Muons are elementary particles that have a very short lifetime of about two millionth of a second (when at rest). They can be created in the upper atmosphere (at an altitude of say 10,000 meters) by cosmic rays, in which case they travel towards the surface of the Earth at very high speeds, say 99.9% of the speed of light. If we ignored special relativity, how far could they travel at this speed before they decay? You'll notice that even though they are very fast this distance is much less than 10,000 meters, and they would never reach the ground. This is not correct however, because we know that many of these particles do reach the ground, and experiments observe them all the time. How does special relativity resolve this apparent contradiction, and how far can they actually travel before the end of their life?
d = 300*10^6m/s * 2*10^-6s = 600m befor decaying.
To understand how special relativity resolves this apparent contradiction, let's first calculate the distance a muon can travel before it decays, ignoring special relativity.
Given:
- Muons have a lifetime of about two millionth of a second when at rest.
- Muons are created at an altitude of 10,000 meters and travel towards the Earth's surface at 99.9% of the speed of light.
Ignoring special relativity, we can calculate the distance a muon can travel as follows:
- Speed of light, c = 299,792,458 meters per second.
- Time dilation factor, γ = 1, since we are ignoring special relativity.
- Time taken for a muon to decay, t_decay = 2 microseconds = 2 x 10^(-6) seconds.
- Distance traveled by the muon before decay (ignoring special relativity), d = speed x time.
d = (0.999c) x t_decay
= (0.999 x 299,792,458 m/s) x (2 x 10^(-6) s)
≈ 599.58 meters.
According to this calculation, a muon would only be able to travel about 599.58 meters before decaying. This is much less than the 10,000-meter altitude from which it was created. Thus, if we only consider classical physics, most muons would never reach the ground.

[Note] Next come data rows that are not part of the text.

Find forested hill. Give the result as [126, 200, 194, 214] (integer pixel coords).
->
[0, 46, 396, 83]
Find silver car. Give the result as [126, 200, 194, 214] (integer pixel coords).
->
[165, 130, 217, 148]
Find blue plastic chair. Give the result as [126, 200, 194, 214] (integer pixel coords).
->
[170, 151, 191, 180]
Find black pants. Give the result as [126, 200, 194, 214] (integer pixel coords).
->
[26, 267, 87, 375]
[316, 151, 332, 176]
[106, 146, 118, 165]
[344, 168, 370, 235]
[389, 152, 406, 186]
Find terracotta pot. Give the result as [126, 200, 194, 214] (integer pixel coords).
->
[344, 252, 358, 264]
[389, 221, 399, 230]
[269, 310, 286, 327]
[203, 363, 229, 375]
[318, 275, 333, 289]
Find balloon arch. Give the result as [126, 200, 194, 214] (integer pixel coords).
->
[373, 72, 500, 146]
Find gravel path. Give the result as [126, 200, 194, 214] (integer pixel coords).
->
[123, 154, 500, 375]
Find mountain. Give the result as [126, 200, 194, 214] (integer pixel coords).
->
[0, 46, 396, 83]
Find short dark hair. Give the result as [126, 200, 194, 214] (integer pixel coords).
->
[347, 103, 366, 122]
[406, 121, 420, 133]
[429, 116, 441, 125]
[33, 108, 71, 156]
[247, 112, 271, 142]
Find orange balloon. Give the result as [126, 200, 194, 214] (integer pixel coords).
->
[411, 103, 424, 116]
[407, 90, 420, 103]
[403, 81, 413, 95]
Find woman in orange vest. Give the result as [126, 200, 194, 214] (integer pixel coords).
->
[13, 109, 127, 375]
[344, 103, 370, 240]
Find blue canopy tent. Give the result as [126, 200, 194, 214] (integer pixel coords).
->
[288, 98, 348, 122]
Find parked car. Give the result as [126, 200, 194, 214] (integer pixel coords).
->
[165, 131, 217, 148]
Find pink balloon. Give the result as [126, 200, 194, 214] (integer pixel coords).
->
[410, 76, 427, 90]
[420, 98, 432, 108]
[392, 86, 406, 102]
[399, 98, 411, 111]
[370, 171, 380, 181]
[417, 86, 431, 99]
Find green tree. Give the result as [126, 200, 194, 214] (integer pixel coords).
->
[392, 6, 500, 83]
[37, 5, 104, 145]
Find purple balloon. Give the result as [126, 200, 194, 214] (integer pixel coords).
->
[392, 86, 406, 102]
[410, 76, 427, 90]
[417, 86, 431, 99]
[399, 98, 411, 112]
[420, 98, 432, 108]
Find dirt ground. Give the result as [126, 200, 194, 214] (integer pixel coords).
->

However, special relativity provides a solution to this paradox by considering the effects of time dilation. According to special relativity, when objects move at relativistic speeds, time appears to slow down for them relative to a stationary observer. This means that the muon's perceived lifetime is longer from the stationary observer's perspective.
The time dilation factor, γ, can be calculated using the formula:
γ = 1 / √(1 - v^2/c^2)
where v is the velocity of the muon and c is the speed of light.
For v = 0.999c,
γ = 1 / √(1 - (0.999c)^2/(c^2))
= 1 / √(1 - 0.999^2)
≈ 7.09.
Now, considering time dilation, we need to calculate the distance the muon can travel before decaying in its own frame of reference and then transform it back to the stationary observer's frame.
In the muon's frame, the time taken for it to decay, t_muon, can be calculated by dividing the rest lifetime by the time dilation factor:
t_muon = t_decay / γ
= (2 x 10^(-6) s) / 7.09
≈ 2.82 x 10^(-7) seconds.
Using the muon's frame of reference, the distance it can travel before decay is:
d_muon = (0.999c) x t_muon
= (0.999 x 299,792,458 m/s) x (2.82 x 10^(-7) s)
≈ 84.72 meters.
From the stationary observer's perspective, the distance traveled by the muon is given by:
d_observer = γ x d_muon
≈ 7.09 x 84.72 meters
≈ 599.58 meters.
Interestingly, this calculation matches the previous result obtained by ignoring special relativity. However, the crucial difference is that the muon's perceived lifetime is longer due to time dilation. This allows the muon to travel a greater distance, as observed from the stationary observer's frame, before it decays.
So, special relativity resolves the apparent contradiction by taking into account the time dilation effect. It explains that, from the perspective of an observer on the ground, the relativistic muons can travel much farther than expected based on their short rest lifetime. This is why many muons created in the upper atmosphere by cosmic rays indeed reach the ground, as experiments have observed.